Gary G. Hamilton is an American television journalist, on-air host, reporter and producer who has worked in news, sports, music and entertainment. Hamilton currently works as Entertainment Video Journalist and Producer for The Associated Press. He used to be the on-air TV host-reporter for the New York Yankees Scoreboard and broadcasting department. Formerly, he was a digital reporter for Channel One News, a youth-oriented news program broadcast in 8,000 high schools and middle schools across the country, reaching more than six million students daily. He was also a frequent on-air contributing reporter for CBSNews.com. Hamilton has also worked for NBC News, CBS News, MTV and Globestar Media/ND Promotions , an entertainment and music video promotions company. He was also a freelance music writer for the music website AllHipHop.com and had a stint with SONY BMG's Columbia Records.

==Biography==
Gary G. Hamilton was born and raised in Houston, Texas, and is a graduate of North Shore Senior High School. Involved in many different clubs and activities, Hamilton was the co-anchor for the school's in-house newscast, Mustang News, which aired directly after Channel One News. Upon graduation, he attended Abilene Christian University and received a BSc. in broadcast journalism. After internships with KPRC-TV 2, the local NBC affiliate in Houston, Houston's Majic 102.1, 979 the Box, and BET's 106 and Park, Hamilton was accepted into NBC's Page Program.

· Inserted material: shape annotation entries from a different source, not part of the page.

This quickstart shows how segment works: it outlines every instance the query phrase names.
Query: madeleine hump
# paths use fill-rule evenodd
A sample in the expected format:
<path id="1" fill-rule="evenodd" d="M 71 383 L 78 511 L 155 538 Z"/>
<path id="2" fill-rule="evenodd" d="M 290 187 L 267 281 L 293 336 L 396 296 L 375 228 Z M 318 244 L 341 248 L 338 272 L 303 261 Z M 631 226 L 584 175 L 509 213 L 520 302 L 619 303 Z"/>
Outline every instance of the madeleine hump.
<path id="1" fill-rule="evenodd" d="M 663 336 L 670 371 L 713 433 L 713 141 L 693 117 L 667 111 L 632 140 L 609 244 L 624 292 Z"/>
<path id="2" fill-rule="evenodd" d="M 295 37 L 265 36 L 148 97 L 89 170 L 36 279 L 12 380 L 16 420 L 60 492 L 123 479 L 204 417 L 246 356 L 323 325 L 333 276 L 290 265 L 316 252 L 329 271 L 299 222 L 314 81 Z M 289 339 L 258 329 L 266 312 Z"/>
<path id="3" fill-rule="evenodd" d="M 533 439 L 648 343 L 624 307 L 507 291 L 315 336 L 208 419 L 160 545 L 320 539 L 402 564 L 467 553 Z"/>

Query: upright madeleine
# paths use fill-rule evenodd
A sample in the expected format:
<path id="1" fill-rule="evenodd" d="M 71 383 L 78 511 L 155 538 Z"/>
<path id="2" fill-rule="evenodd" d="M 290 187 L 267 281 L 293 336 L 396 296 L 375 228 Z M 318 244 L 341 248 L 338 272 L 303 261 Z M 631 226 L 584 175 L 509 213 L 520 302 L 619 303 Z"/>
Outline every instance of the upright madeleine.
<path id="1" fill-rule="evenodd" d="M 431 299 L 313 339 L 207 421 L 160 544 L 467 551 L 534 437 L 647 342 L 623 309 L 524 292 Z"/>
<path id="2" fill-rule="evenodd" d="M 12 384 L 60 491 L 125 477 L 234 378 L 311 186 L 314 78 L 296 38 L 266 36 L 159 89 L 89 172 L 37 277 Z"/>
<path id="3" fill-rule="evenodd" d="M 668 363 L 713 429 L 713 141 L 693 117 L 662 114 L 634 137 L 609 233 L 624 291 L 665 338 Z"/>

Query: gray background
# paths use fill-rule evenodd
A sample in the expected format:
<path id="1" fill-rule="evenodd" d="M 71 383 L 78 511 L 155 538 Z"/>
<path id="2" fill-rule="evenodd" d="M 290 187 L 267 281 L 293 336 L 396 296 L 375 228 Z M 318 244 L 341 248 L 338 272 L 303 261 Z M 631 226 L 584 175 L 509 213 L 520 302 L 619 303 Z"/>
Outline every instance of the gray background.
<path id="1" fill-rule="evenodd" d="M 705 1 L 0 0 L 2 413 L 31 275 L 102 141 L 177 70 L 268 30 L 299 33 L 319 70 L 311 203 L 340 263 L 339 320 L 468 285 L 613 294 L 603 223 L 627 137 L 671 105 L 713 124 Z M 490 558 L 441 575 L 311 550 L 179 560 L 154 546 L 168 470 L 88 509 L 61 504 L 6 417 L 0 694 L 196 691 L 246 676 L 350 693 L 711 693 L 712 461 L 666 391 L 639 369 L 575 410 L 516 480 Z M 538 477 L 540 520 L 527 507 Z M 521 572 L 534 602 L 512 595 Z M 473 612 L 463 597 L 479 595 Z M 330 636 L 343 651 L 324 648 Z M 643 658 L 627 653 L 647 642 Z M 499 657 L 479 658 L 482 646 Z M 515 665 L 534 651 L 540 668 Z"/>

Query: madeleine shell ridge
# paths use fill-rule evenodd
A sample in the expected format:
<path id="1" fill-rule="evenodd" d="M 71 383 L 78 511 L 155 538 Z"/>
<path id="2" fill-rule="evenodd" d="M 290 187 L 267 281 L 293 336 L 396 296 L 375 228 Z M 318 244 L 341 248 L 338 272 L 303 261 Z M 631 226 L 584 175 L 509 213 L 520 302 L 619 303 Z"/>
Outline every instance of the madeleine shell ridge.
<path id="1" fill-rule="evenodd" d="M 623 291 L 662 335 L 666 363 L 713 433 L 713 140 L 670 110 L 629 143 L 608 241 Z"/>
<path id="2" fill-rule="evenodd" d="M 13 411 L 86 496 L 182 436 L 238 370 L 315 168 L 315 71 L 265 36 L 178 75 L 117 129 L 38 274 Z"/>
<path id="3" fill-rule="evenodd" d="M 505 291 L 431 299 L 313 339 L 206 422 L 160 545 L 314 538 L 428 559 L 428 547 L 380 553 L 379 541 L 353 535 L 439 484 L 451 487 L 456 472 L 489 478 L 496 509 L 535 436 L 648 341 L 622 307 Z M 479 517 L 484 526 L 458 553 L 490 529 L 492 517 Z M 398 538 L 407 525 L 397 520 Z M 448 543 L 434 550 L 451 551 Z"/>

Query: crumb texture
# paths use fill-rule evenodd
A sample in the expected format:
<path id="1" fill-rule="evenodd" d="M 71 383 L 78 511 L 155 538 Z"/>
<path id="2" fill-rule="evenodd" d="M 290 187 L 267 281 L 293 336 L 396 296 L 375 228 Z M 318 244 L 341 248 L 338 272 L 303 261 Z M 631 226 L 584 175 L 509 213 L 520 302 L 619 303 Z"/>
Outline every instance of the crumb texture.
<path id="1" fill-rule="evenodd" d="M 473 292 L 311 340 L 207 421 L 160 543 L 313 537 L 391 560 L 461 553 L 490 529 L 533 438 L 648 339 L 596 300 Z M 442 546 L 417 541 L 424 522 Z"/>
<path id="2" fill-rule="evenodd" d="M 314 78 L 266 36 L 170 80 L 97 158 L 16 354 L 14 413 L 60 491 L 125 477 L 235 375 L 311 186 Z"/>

Hamilton moved to New York from Houston to join the Page Program. After his experience at NBC, he worked at MTV, followed by Columbia Records. At the same time, he was assisting local Houston rapper Mike Jones of Swisha House as Houston's local rap scene exploded onto the national scene. He was also working Noah Jolles and Dan Otero of ND Promotions, a music video promotions company and was a freelance music critic for AllHipHop.com.

In 2009, Hamilton moved to Channel One News, which was partnered with NBC. Hamilton was hired as an overnight production assistant. He also hosted Channel One's "Next Big Thing", a weekly entertainment and tech segment. During his time at Channel One News with NBC News, he also worked with the weekend edition of NBC's TODAY. Most notably, he helped produce segments for TODAY's coverage of the 2008 Olympic Games in Beijing.

Channel One News went on to partner with CBS News and at the same time, Hamilton became a contributing reporter with CBSNews.com. Hamilton dually worked with Channel One and CBSNews.com until he was hired by the New York Yankees in 2013. Hamilton was the on-air host and in-stadium reporter and senior producer for the New York Yankees Broadcasting and Scoreboard department.

In 2018, Hamilton moved to the Associated Press as Video Journalist.

==Recognitions and notable works==
Gary Hamilton's Channel One News story on African-American inventors in which he reported and produced is now permanently part of an exhibit in the Charles H. Wright Museum of African American History.